After the faculty vote, Amherst president Michael Elliott sent out a polite, tersely worded email acknowledging the differing opinions on campus. At the end, he wrote that we must remain dedicated to fostering a place “where we ground our conversations in evidence and our shared commitment to pursue the truth”; “where we learn.” But how do you learn while people die? The same professor, over coffee, asked how one is supposed teach about colonialism and capitalism critically while the college goes on participating in those structures. How do you teach at all while people die? Is it only the apathetic student who can learn in such a world?
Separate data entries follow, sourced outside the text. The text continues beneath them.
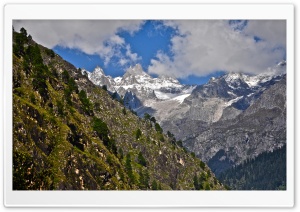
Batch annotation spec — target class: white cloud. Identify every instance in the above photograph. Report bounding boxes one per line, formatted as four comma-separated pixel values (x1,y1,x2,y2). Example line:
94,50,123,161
13,20,143,64
148,20,285,78
126,44,142,62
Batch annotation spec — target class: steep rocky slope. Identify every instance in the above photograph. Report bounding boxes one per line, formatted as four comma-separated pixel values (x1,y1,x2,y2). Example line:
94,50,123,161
185,77,286,174
13,29,224,190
The students here who I know best (philosophy students) don’t strike me as apathetic. Perhaps they’re a little insulated. But they also have a sense of their purpose on campus. Here, they are students. They have a duty, not to any particular people or to themselves, but to this particular community. They have a duty to foster an ideal here where quiet, slow learning and discussion are valued above all else. It is an ideal where the moral urgency of an issue has little impact. It’s an ideal that can seem silly and callous. It’s an ideal that is, perhaps, impossible to completely live within. But as tired as the ideal sounds, as trite as the president’s invocation of community is, the students I know believe in it. I did too, when I was here.
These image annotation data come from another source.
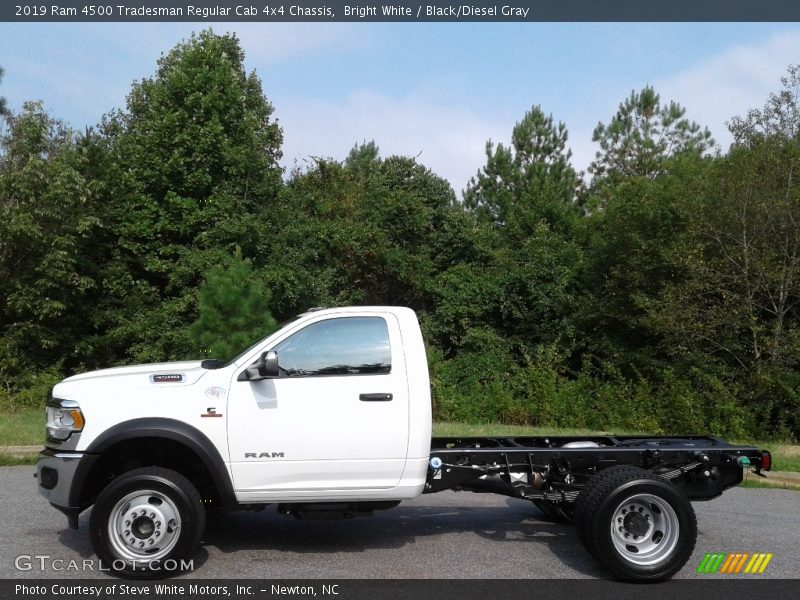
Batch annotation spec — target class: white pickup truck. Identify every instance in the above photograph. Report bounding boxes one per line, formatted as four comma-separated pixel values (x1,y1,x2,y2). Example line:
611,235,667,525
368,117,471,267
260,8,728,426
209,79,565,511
36,307,771,580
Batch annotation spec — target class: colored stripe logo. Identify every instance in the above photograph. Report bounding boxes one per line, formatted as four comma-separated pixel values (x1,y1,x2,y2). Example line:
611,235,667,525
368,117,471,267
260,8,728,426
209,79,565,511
697,552,772,575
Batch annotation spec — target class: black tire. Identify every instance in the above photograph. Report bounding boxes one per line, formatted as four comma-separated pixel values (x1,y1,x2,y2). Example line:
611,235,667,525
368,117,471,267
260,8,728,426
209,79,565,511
574,465,648,558
89,467,206,579
576,467,697,581
533,500,575,523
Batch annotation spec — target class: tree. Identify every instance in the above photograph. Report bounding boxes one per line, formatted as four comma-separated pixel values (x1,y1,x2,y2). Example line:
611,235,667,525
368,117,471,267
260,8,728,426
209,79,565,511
0,102,107,381
191,255,277,361
0,67,8,117
728,65,800,146
464,106,577,237
260,143,464,317
97,31,282,361
589,86,715,197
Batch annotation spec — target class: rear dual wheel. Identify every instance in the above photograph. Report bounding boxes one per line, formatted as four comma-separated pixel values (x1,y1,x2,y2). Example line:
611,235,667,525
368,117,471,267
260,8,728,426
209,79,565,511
575,466,697,580
89,467,206,578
Toward the end of my visit, my friend and I took a walk, as we used to. We stopped for a moment on Memorial Hill to look at the Holyoke Range. The memorial is a stone circle, with a great dais in the middle, inscribed with the names of the Amherst students who died during the two World Wars. Generally, the impact of the memorial on student consciousness is limited to a superstition that people who walk across the dais won’t graduate.

Now, though, the memorial seems like a reminder of how difficult it is to keep to the duty of being a student—to both learn and live in the world. Each campus, in the shouts of an encampment or the murmur of a seminar room, is trying to find its own way to maintain the ideal—to keep learning and to keep living. Here is one attempt to do so, one of complicated quiet, of half-measures, of started and failed debates. One of the philosophy students I know went to the rally at Amherst. Others didn’t. Some had class. That night, I gathered with a group of them to discuss a paper by Derek Parfit, just as they’ve gathered every week this semester. It seems silly to keep on learning while people die; it seems absolutely necessary.

Later this month, the board of trustees will consider the faculty resolution to divest. For now though, classes were over. The seniors were celebrating the end of something. The next day, I left and left them to it.